Potluck. What do you think of when I say that? Do you think cheap, disgusting, luke-warm food served in the rec hall basement?
Maybe it's time to reboot your definition. For the men and women behind this cookbook, Potluck is all about growing community, nourishing their neighbor by serving great food.
This hefty 300 page cookbook boasts a variety of dinner dishes that I can imagine serving up at a Potluck or at the family table, perhaps dividing a recipe if needed. And believe me, it's Southern to the bone. Sweet potato biscuits with ham on 'em, anybody? How about a slice of four layer Mango-Tango cake? I thought you'd say yes! Add some Crowder Pea Salad and a sticky-sweet Wendy's Friendship roll, and you've got it.
Don't let the down home simplicity fool you though... there are plenty of elegant dishes: Flourless Chocolate Cayenne Cake with Cinnamon Whipped Cream, for example. Gigi's Pavlova Meringue with Passion Fruit. Bacon Leek Tart in Puff Pastry. Crispy Herbed Goat Cheese Croquettes. Silky Butternut Squash Bisque.
Heartiness and flavor are the must-haves, whether cooking with local or exotic ingredients, and the dishes have already been Delicious Factor tested by the Potlucker Crowd, so all you have to do is see if you agree with them.
As the back cover assures us, "No rules. It's Potluck!"

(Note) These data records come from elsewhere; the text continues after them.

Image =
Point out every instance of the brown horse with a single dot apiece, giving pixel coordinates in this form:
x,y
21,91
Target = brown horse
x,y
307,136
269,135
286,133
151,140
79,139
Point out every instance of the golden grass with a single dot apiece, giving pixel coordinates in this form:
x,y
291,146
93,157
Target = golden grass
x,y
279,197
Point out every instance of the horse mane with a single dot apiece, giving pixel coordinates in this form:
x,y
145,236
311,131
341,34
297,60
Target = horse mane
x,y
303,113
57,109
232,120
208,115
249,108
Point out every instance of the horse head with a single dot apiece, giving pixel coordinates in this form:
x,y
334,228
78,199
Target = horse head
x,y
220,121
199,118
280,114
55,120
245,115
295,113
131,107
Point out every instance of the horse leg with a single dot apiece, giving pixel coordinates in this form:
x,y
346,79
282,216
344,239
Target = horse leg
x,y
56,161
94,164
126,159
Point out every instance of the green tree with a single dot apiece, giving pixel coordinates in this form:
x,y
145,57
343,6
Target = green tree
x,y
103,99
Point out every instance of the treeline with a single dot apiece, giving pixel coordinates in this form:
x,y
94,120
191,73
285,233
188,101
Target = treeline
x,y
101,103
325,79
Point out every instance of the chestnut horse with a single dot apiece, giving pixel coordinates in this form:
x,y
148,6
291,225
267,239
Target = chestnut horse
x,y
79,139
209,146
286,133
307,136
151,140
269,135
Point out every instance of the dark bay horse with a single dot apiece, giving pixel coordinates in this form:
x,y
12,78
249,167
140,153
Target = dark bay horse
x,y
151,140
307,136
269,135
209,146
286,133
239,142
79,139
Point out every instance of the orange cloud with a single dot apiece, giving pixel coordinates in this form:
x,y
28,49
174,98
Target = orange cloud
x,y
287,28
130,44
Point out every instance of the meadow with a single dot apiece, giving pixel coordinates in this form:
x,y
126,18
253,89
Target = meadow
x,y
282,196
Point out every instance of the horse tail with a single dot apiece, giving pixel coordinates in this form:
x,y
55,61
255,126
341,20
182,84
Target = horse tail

I could joke that "No rules!" will probably get easier if you serve one of the recipes with gin in it. Or bourbon. Or tequila.
Just kidding. :) There ARE several liquor related recipes, but that probably won't be a problem for many cooks.
(I would prefer my Potlucks to be temperate and perhaps that's my bad experience talking, from this week with a family get together and a cooler full of cold beer. Alcohol has never improved a party I've attended. Sigh.)
So, just modify the refreshing beverages like the Spring Tonic.
Keep the cucumbers and the lime, skip the liquor, and let a drink actually bless your liver for once!
There are many food photographs in this book, and every cook knows that's half the enjoyment.... looking at the finished dish and savoring the idea of completing the recipe yourself. There's not a photo for each recipe, but there are enough that you can have fun flipping through and getting ideas.
That's exactly what my sister-Chef did when I gave her The Third Thursday Potluck Cookbook. She sat down and savored the reading. Along with the recipes, other foodie stories are included. There's a story about the incredible fig tree that produced enough fruit for one hundred pints of preserves, a recollection about The Peach Truck that drove through Georgia, thoughts on the allure of burgers, and as essay on how to make your own ketchup.
This is a cookbook that will compel you to, well, cook!
Thank you BookLook for my review copy!